The master branch has been updated by Jonathan Wakely <redi@gcc.gnu.org>:

https://gcc.gnu.org/g:f33a43f9f7eab7482837662821abb7fd02cb4350

commit r11-3653-gf33a43f9f7eab7482837662821abb7fd02cb4350
Author: Mike Crowe <mac@mcrowe.com>
Date:   Mon Oct 5 11:12:38 2020 +0100

    libstdc++: Use correct duration for atomic_futex wait on custom clock [PR 91486]
    
    As Jonathan Wakely pointed out[1], my change in commit
    f9ddb696a289cc48d24d3d23c0b324cb88de9573 should have been rounding to
    the target clock duration type rather than the input clock duration type
    in __atomic_futex_unsigned::_M_load_when_equal_until just as (e.g.)
    condition_variable does.
    
    As well as fixing this, let's create a rather contrived test that fails
    with the previous code, but unfortunately only when run on a machine
    with an uptime of over 208.5 days, and even then not always.
    
    [1] https://gcc.gnu.org/pipermail/libstdc++/2020-September/051004.html
    
    libstdc++-v3/ChangeLog:
    
            PR libstdc++/91486
            * include/bits/atomic_futex.h:
            (__atomic_futex_unsigned::_M_load_when_equal_until): Use target
            clock duration type when rounding.
            * testsuite/30_threads/async/async.cc (test_pr91486_wait_for):
            Rename from test_pr91486.
            (float_steady_clock): New class for test.
            (test_pr91486_wait_until): New test.

Comment 13 Jonathan Wakely 2020-11-16 12:58:15 UTC

(In reply to John Salmon from comment #3)
> I grep'ed the latest devel source tree (git sha: afadff66) for occurrences
> of now\(\).  The same bug appears several times in
> include/experimental/io_context and include/experimental/timer.

Those are doing exactly what the Networking TS requires.
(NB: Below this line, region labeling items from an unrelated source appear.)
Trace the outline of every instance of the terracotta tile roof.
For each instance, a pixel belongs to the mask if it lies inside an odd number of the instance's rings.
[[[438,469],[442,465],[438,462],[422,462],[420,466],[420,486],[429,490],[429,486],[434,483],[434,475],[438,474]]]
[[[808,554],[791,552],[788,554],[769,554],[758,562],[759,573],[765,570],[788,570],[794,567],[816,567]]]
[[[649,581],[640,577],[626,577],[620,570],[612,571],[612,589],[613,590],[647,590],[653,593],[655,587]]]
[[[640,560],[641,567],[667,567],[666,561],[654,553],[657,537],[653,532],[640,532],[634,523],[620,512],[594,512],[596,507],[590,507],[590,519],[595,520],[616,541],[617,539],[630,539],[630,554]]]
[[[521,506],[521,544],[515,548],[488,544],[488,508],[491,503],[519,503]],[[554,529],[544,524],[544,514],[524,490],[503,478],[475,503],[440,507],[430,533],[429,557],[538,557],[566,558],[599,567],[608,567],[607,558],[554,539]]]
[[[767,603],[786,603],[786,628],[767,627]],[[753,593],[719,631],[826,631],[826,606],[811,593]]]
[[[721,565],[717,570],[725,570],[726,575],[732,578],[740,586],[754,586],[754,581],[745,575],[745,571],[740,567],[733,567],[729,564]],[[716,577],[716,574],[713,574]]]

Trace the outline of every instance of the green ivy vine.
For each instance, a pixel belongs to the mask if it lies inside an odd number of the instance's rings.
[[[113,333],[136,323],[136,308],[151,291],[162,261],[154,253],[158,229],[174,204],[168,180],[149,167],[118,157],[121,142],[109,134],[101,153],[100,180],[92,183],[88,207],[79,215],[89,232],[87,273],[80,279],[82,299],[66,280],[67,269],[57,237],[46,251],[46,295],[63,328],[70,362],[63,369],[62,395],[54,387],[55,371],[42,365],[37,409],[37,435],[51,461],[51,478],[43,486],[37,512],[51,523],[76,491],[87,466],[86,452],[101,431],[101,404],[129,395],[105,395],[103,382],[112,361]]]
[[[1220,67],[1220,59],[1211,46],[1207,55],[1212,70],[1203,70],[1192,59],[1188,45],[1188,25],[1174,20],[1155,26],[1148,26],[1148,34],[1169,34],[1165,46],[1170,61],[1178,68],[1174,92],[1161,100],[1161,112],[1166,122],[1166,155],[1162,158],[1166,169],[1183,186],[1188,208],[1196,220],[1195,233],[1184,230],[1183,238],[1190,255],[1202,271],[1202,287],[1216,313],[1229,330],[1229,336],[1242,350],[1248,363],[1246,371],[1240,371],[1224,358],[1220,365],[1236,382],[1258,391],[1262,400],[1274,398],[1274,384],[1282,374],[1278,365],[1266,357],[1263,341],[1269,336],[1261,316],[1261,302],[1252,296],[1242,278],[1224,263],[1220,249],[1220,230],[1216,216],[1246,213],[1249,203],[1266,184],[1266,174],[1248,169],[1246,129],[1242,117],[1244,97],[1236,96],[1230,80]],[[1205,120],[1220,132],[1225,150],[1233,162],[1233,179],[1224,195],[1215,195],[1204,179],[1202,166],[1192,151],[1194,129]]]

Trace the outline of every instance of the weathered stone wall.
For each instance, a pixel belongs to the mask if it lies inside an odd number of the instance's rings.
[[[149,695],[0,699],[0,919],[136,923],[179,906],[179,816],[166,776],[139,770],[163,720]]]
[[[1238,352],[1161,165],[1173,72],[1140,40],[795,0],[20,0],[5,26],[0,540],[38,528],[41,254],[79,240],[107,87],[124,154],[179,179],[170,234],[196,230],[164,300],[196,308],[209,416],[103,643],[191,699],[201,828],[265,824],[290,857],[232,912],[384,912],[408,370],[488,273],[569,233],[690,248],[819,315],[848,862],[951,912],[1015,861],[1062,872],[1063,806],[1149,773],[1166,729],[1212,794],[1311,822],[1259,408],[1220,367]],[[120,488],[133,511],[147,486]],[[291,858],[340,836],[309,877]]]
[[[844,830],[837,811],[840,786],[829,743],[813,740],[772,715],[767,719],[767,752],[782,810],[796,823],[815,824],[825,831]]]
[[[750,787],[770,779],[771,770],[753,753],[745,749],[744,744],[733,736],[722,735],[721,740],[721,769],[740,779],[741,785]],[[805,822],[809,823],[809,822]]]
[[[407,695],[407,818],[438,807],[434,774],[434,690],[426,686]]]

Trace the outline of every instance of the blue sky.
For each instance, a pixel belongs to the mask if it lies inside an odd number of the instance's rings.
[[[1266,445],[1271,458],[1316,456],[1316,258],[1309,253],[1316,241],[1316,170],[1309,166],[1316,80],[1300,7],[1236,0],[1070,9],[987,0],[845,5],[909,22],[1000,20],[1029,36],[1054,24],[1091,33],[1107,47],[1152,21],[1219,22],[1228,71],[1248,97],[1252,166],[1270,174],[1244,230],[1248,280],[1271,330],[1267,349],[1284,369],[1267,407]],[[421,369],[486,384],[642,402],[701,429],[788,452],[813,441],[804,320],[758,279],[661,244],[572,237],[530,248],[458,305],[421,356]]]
I'll create a library issue to track that.

I think all other cases have been fixed by Mike's patches.

Thanks for the report.

Comment 14 Jonathan Wakely 2020-11-16 14:36:02 UTC

(In reply to Jonathan Wakely from comment #13)
> Those are doing exactly what the Networking TS requires.

For that matter, so was our implementation of condition_variable::wait_for that was changed for bug 68519.